Hydraulic tubing anchor
Tubing anchors are primarily used for mitigating tubing movement (up and down) in rod pump artificial lift. The tubing movement is caused by the cyclic stroke of the plunger inside the barrel at the bottomhole pump. The drawing of the plunger on the upstroke causes the tubing to rise while the descending of the plunger on the downstroke causes the tubing to drop.
At anywhere from three to nine strokes/min., tubing wear can be severe and many times catastrophic, resulting in a hole in the tubing and the need to pull the well. Traditional mechanical anchors are the rival of the hydraulic tubing anchor. However, they come with several disadvantages: 1) required to turn to actuate even in deviated holes; 2) large diameter can create sand bridges and gas slugs; 3) many moving parts increase the risk of getting stuck; and 4) numerous open cavities create increased opportunities for scale and other detritus to form.
All of these disadvantages are overcome with Black Gold Pump and Supply’s new hydraulic tubing anchor, Fig. 5. It contains large bypass areas preventing sand bridges and fluid slugs. It has one moving part, which is actuated by pressure and not by tubing rotation, and it has a flush body design mitigating the opportunity for scale build-up.
Hydraulic tubing anchors are simple to install and extract. Hence, the ease of operation is a strong advantage of these units. Unlike a mechanical anchor, there is no need for surface manipulation to set a hydraulic anchor. Instead, hydraulic anchors are activated when the insert or tubing pump is set, and the pressure in the tubing string is greater than the pressure in the casing annulus. Simply unseat the pump to retrieve the anchor. The pressure will equalize and the anchor will no longer be in tension.
Black Gold has run more than 5,000 hydraulic anchors with key advantages being significantly reduced rig time/cost on installation, optimized gripping power to the casing and significantly reduced rig time/cost upon extraction.
Pump stroke optimization
Encline Lift’s pump stroke optimization (PSO) device is designed to address problems encountered when rod pumping in rapidly changing flow regimes observed with oil production from horizontal wellbores. Current RPC technology was developed for vertical wells. The application of RPCs to horizontal wells often results in frequent full spectrum speed changes and excessive low pump fillage events, both of which are undesirable.
A method many operators employ to mitigate this problem is to manually reduce the maximum working speed set point to a value slightly above that required to handle all the daily production. This intervention must be done routinely, and is counterproductive should the well see increased deliverability due to events such as downtime or offset fracs. PSO replaces human intervention by regularly adjusting the maximum working speed based on analysis of several hours of observed pumping speeds and low pump fillage events. The result is better pump fillage, which results in better rod string and equipment loading, and in some cases increased production. Also, operator personnel are free to address other, more important tasks.

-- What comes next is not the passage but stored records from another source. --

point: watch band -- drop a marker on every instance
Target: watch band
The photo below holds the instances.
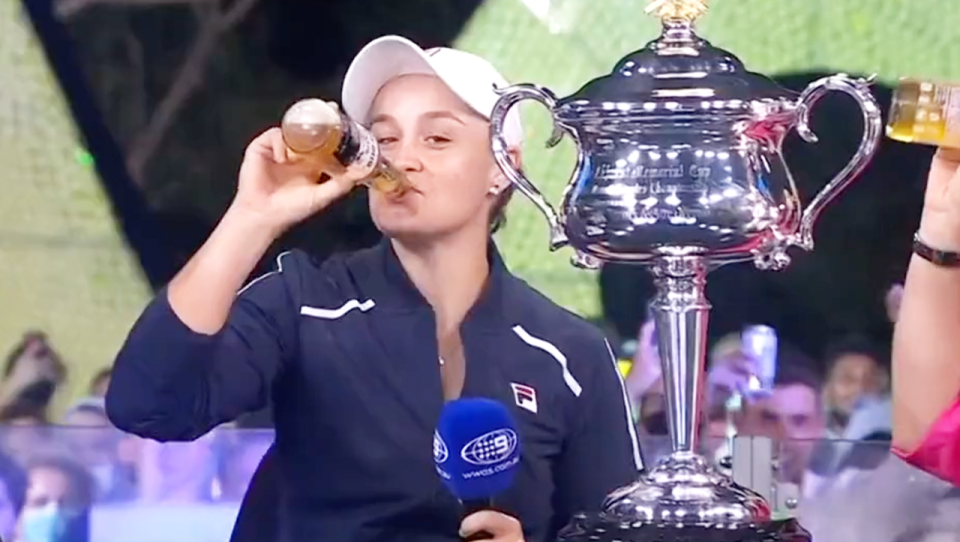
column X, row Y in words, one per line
column 942, row 258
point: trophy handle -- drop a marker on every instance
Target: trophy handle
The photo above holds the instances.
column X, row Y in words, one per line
column 509, row 97
column 859, row 89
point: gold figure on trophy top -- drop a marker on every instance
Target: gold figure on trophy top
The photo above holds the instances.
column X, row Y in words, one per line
column 677, row 10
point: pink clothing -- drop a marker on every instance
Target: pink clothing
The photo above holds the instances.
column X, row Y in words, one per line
column 939, row 453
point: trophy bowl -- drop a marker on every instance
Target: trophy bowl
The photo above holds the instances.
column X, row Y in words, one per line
column 680, row 169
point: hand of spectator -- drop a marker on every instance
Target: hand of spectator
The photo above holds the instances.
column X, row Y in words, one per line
column 35, row 364
column 730, row 374
column 645, row 370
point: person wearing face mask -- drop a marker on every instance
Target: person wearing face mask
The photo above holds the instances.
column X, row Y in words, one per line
column 357, row 355
column 57, row 505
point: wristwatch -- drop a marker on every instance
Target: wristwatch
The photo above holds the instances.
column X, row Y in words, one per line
column 942, row 258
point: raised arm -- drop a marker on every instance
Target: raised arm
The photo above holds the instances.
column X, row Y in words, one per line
column 926, row 349
column 200, row 354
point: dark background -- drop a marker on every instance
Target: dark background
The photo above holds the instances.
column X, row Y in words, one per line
column 117, row 64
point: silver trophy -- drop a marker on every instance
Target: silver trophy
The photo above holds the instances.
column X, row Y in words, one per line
column 680, row 169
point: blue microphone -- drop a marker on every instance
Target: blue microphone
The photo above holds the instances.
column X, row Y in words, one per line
column 476, row 448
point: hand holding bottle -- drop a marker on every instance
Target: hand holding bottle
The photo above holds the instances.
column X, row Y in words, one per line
column 940, row 222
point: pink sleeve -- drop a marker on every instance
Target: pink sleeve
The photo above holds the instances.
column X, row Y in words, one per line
column 939, row 453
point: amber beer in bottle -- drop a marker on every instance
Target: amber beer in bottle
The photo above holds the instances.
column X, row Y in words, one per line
column 321, row 135
column 925, row 112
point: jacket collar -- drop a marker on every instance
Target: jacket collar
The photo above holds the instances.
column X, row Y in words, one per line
column 394, row 289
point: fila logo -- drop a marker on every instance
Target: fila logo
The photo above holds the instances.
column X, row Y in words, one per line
column 525, row 397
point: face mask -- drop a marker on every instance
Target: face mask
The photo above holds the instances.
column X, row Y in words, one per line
column 46, row 524
column 103, row 475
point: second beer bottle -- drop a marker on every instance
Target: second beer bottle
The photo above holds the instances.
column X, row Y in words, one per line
column 324, row 137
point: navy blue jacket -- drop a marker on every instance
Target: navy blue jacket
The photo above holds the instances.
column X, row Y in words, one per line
column 347, row 353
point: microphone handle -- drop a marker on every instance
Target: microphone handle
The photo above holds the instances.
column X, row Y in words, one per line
column 476, row 505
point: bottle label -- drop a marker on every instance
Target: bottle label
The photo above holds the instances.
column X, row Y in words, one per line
column 358, row 146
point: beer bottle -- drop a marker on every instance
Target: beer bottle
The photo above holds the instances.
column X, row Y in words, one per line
column 324, row 137
column 925, row 112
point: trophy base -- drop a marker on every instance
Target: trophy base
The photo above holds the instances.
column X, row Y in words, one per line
column 599, row 528
column 684, row 490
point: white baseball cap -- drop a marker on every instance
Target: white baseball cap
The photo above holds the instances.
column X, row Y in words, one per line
column 469, row 76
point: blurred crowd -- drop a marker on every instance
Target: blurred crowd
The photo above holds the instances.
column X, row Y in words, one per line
column 55, row 471
column 62, row 476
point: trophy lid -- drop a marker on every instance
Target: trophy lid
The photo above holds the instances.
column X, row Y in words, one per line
column 678, row 72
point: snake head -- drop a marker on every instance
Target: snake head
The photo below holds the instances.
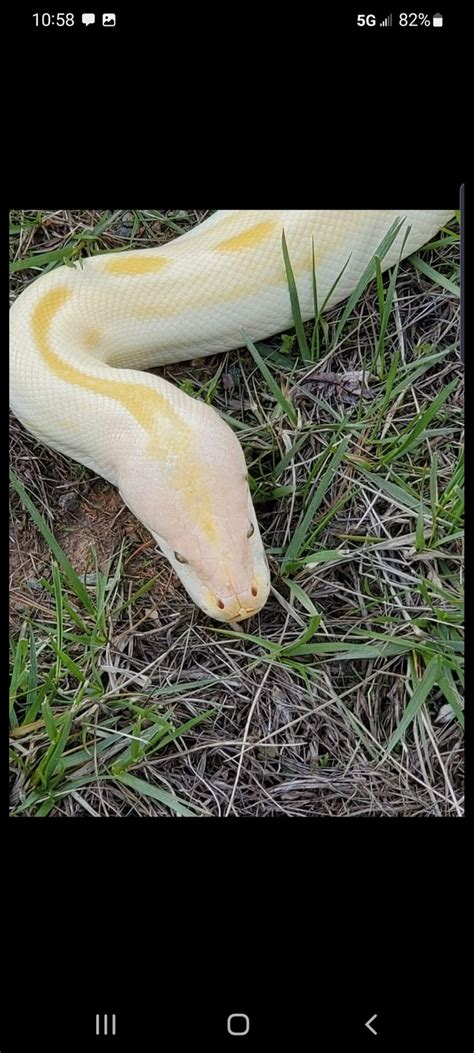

Many RPC’s allow for the downstroke to operate at a slower speed than the upstroke. For RPC’s with this feature, the PSO device decreases the downstroke pumping speed preferentially, leaving the upstroke pumping speed unchanged until an operator-set differential is reached. This practice results in less “detrimental” pump slippage, since the percentage of time spent on the upstroke is reduced.
Pump slippage during the upstroke is termed detrimental, as it occurs when the standing valve is open, with every ounce of slippage resulting in one less ounce of fluid entry through the standing valve. The opposite is true for pump slippage during the downstroke, which is viewed favorably, and only occurs while both the standing and travelling valves are closed.
Downstroke pump slippage serves to increase the pressure between the two closed valves, and is actually helpful in opening the travelling valve. The additional time spent on the downstroke allows for more of this favorable pump slippage, but more importantly, it allows more time for evolving gas to rise then exit the rod pump’s gas anchor. This is valuable given the oil in the pump of a horizontal well is extremely live, unlike in vertical wells with a sump pump. Less slippage and better pump fillage both result in less strokes per day for the same production, which results in less downhole wear and less power consumption.
PSO field trials began in two Eagle Ford wells in March of 2015, with the successful results presented at the ALRDC Sucker Rod Pumping workshop in September 2015. A year later at the workshop, the results of a successful four well Bakken test were presented at the 2016 workshop, Fig. 6. Additionally, a case study on 20 Eagle Ford wells was presented at the SPE Artificial Lift Conference in Houston in October 2016 (SPE 181228). PSO has now been successfully implemented in the Permian basin, DJ basin, Bakken and Eagle Ford.